Thursday, Oct. 3, 2002 | 9:13 a.m.

A man who authorities believe might have information about a 1972 car bombing that killed a former FBI agent was found guilty Wednesday of drug conspiracy and distribution charges.

Robert Marshall faces the possibility of life in prison after the verdict in federal court.

Marshall, 69, was found guilty of brokering a deal for a kilogram of cocaine in March 2001. Marshall, who has previous drug convictions in 1988 and 1985 and is a four-time felon, could get 10 years to life in prison and fines at his sentencing, scheduled for Dec. 20.

FBI agents and Metro Police homicide detectives have been unsuccessful in getting information from Marshall about the 1972 murder of William Coulthard, a former FBI agent who was the landlord of Benny Binion's Horseshoe Club at the time of his death in the bombing.

Marshall and others were also the subjects of a series of wiretaps in December 1999 as part of an FBI investigation into racketeering, drug trafficking and the possibility of co-conspirators involved in a conspiracy to kill Ted Binion, according to a sworn affidavit filed by FBI agent Gerald McIntosh.

Rick Tabish, convicted of the murder of Ted Binion, has filed suit against the Justice Department and the FBI and is requesting the conversations from the wiretaps and information in the investigation hoping that it will clear him in the murder.

Ted Binion's girlfriend, Sandy Murphy, and Tabish were convicted of the 1998 murder.

Wednesday, after the guilty verdict was read in senior U.S. District Judge Lloyd George's courtroom, Marshall quietly thanked his lawyer, Assistant Federal Public Defender Michael Kennedy.

"You've all worked very hard," Marshall said before smiling and shaking hands with Kennedy before being led from the courtroom in the custody of U.S. Marshals.

Kennedy argued during the trial that Marshall was entrapped by the FBI for reasons other than the cocaine sale.

"Why is Marshall so valuable to the FBI?" Kennedy asked the jury. "They thought he had knowledge of a car-bombing murder in 1972, and he told them what he knows, but in the 1970s some snitch told the FBI that Marshall killed Coulthard.

"That's why it's important for the FBI to have Marshall in the middle of something."

Other than Kennedy's remarks, nothing else involving Coulthard or the Binion murder came up during the case, as George kept the focus on the drug charges Marshall was facing.

During the trial Assistant U.S. Attorney Eric Johnson relied on tape-recorded conversations between Marshall and Richard Veluz, who agreed to wear a wire and work with the FBI after agents learned he was working a drug deal with Marshall, Johnson said.

FBI agents were at the Wild Wild West casino on March 10 when Veluz and Marshall met Marshall's cocaine source and purchased the kilogram of cocaine for $18,000, Johnson said.
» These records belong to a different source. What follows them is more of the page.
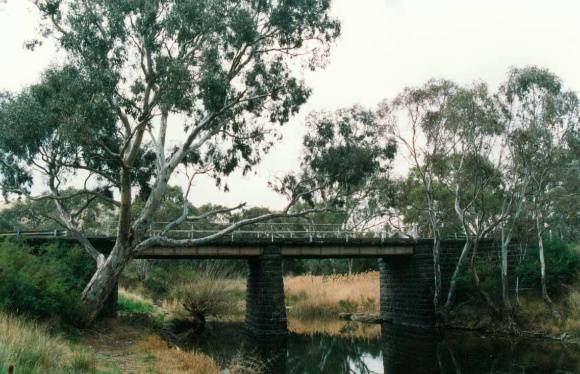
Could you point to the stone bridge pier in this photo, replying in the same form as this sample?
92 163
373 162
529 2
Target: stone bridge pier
265 308
406 289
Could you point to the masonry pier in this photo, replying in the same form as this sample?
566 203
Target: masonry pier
406 289
265 308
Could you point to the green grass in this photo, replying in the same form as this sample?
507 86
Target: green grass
31 349
130 305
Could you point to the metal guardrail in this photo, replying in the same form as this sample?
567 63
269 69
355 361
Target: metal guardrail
262 231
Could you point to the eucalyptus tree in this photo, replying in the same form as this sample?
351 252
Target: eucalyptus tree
351 151
407 118
543 121
471 121
152 87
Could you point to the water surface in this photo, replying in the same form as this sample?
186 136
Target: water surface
345 347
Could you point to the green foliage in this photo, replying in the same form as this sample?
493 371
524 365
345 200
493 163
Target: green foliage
562 266
31 349
44 282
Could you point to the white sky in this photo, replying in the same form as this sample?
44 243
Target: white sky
385 46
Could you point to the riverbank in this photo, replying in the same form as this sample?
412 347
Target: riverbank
141 339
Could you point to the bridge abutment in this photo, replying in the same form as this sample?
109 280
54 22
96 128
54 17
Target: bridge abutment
265 309
406 289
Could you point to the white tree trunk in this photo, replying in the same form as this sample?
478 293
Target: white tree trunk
456 272
102 283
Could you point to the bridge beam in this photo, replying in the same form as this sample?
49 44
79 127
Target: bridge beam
265 309
406 289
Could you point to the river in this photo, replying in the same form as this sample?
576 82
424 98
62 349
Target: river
348 347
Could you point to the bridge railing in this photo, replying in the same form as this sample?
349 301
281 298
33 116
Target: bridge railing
259 231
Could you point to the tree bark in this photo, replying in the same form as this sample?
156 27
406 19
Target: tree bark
545 295
477 281
436 271
505 241
102 283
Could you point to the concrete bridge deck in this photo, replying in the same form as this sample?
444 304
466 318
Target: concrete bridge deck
405 266
251 244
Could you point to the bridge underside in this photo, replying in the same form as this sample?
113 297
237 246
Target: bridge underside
406 274
287 251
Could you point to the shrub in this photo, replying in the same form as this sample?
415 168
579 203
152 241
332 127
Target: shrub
133 303
30 349
43 282
207 297
562 266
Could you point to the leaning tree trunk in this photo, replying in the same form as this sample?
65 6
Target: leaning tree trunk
101 285
436 271
505 241
455 276
477 281
545 295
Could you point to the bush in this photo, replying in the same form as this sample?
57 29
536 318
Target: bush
207 297
562 267
30 349
44 282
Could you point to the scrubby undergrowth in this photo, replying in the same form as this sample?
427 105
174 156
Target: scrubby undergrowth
30 348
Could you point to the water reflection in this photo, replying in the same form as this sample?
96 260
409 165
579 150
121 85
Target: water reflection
343 348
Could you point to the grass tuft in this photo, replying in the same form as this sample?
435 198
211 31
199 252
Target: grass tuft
309 296
170 360
31 349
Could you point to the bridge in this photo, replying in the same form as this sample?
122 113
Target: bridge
405 265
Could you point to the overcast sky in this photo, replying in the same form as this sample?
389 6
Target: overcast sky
385 46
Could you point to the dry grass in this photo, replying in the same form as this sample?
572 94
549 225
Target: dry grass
31 349
322 296
170 360
536 315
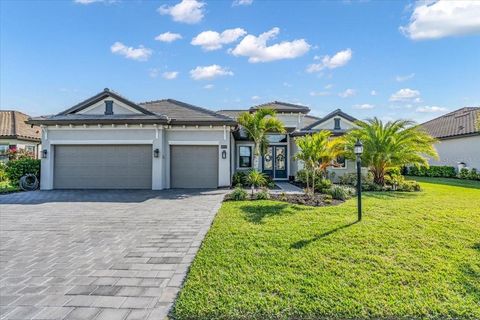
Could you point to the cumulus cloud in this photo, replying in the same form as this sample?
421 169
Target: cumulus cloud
438 19
339 59
347 93
140 54
170 75
168 37
364 106
242 2
405 78
257 50
209 72
187 11
212 40
406 95
431 109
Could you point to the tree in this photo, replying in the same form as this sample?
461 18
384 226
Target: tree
391 145
257 125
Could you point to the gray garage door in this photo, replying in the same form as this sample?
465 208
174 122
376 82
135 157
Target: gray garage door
194 166
103 167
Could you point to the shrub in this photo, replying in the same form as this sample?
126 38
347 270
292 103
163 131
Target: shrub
238 194
15 169
239 178
262 195
339 192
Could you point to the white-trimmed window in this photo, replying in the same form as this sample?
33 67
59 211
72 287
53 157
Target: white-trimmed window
245 156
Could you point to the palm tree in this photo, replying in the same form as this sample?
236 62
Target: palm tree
391 145
257 125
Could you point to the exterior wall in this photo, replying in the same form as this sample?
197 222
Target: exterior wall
453 151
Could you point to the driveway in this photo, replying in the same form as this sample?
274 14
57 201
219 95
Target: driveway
99 254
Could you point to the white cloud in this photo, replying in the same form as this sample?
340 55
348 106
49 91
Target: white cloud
187 11
319 93
438 19
168 37
140 54
256 49
208 86
209 72
347 93
406 95
212 40
405 78
339 59
364 106
431 109
170 75
242 3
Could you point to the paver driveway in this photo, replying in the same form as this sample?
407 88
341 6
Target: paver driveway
98 254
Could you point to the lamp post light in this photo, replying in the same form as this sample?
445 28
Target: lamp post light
358 150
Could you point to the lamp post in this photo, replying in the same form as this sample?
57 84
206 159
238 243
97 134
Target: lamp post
358 150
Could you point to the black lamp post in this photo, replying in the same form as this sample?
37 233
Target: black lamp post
358 150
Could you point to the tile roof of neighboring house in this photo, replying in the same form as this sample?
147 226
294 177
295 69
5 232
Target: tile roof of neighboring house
184 113
460 122
12 125
280 106
332 114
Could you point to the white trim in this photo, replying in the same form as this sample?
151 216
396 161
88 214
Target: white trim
194 143
96 142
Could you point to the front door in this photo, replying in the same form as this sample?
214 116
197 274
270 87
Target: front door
275 162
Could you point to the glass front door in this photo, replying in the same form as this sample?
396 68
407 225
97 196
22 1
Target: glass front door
275 162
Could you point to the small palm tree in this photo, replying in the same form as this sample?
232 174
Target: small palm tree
391 145
256 179
257 125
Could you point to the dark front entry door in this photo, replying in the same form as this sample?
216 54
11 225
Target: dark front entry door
275 162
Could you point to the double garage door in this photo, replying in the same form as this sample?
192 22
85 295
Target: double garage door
130 166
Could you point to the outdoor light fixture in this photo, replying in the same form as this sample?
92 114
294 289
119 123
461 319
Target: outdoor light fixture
358 150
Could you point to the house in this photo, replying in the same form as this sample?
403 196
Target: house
458 133
15 134
110 142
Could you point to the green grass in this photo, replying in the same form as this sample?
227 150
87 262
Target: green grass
414 256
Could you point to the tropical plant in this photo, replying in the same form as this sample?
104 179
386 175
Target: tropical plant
257 125
256 179
391 145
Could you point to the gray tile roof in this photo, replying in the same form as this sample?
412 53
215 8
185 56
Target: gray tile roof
13 126
457 123
280 106
184 113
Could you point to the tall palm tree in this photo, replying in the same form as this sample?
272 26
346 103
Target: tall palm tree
257 125
391 145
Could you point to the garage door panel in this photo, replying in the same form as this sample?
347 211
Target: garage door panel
193 166
103 167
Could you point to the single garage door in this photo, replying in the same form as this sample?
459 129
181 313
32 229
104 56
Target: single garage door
193 166
103 167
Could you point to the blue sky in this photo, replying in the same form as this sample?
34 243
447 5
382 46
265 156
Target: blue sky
389 59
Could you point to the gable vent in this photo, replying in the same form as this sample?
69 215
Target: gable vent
108 107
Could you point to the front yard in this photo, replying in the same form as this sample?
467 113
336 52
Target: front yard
415 255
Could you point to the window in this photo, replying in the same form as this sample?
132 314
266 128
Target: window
245 157
337 124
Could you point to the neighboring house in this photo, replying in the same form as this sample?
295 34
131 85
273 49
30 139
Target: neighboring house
110 142
15 134
458 133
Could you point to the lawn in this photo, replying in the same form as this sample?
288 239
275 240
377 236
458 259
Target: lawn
413 256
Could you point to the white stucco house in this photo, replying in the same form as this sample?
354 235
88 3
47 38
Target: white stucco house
458 135
110 142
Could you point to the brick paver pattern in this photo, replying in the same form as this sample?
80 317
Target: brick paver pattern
99 254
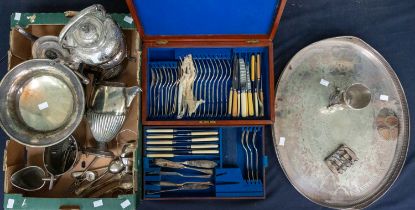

Veluz then took the cocaine, covered in pork rinds in a brown paper bag, and gave it to a buyer for about $21,000, Johnson said.

"Veluz and Marshall agreed to split the $3,000 they made 50-50," Johnson said.

At one point in the taped conversations played for the jury, the buyer, who had done deals with Marshall in the past, tells Veluz that he trusts Marshall, Johnson said.

"He's like a son to me," the buyer states on the recording. "He's a good man. He's a dangerous man. Nobody can treat him the way I can. If I hit him in the face he'd ask me why I did it before he'd kill me."